Added couple of test data sets, trying to run baseline numbers

4 views

Skip to first unread message

Tatu Saloranta

unread,

Mar 26, 2011, 12:52:14 AM3/26/11

to jvm-compress...@googlegroups.com

Ok; now that I have added following codecs:

* LZF
* QuickLZ
* Gzip/deflate (JDK one, JCraft)
* Bzip2 (from commons codec)

it is important to get various sets of test data available. Luckily it
seems there's plenty to choose from, so I have included following sets
under testdata/:

- Calgary and Canterbury corpus (sort of well-established benchmarks)
- maximumcompression test set
- test files from http://quicklz.com/bench.html

and will try to get them run on my minimac, just to get a baseline. If
anyone else has time & interest to run these, that would also help.
I am planning to add resulting html pages within github, and link from
project wiki, once I get admin access to project, or someone enables
"gh-pages" (which is the easyish way to add stuff).

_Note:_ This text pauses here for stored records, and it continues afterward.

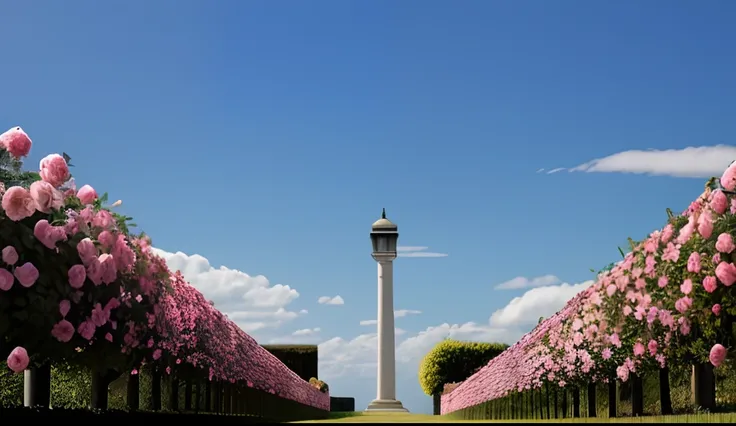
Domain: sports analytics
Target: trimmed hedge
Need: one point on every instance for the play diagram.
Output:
(301, 359)
(108, 417)
(70, 394)
(453, 361)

Beyond this, it'd be great to get more codecs; either native java
ones, or if we must, JNI-wrapper based ones. I don't want to include
anything that would require using shell to run, but JNI is sort of
acceptable.

So far results are interesting: many codecs are fast, and range is
huge. The only really slow one (relatively speaking) is bzip2; I am
tempted to check out if there's anything that can be done to improve
it: I know algorithm is not designed for speed, but it seems like
there might be room for improvement.
On the other hand, I am pretty happy with speed of the fastest codec,
LZF; its compression speed is particularly impressive. But even
JDK/gzip is plenty fast when used the right away (it uses native codec
I think).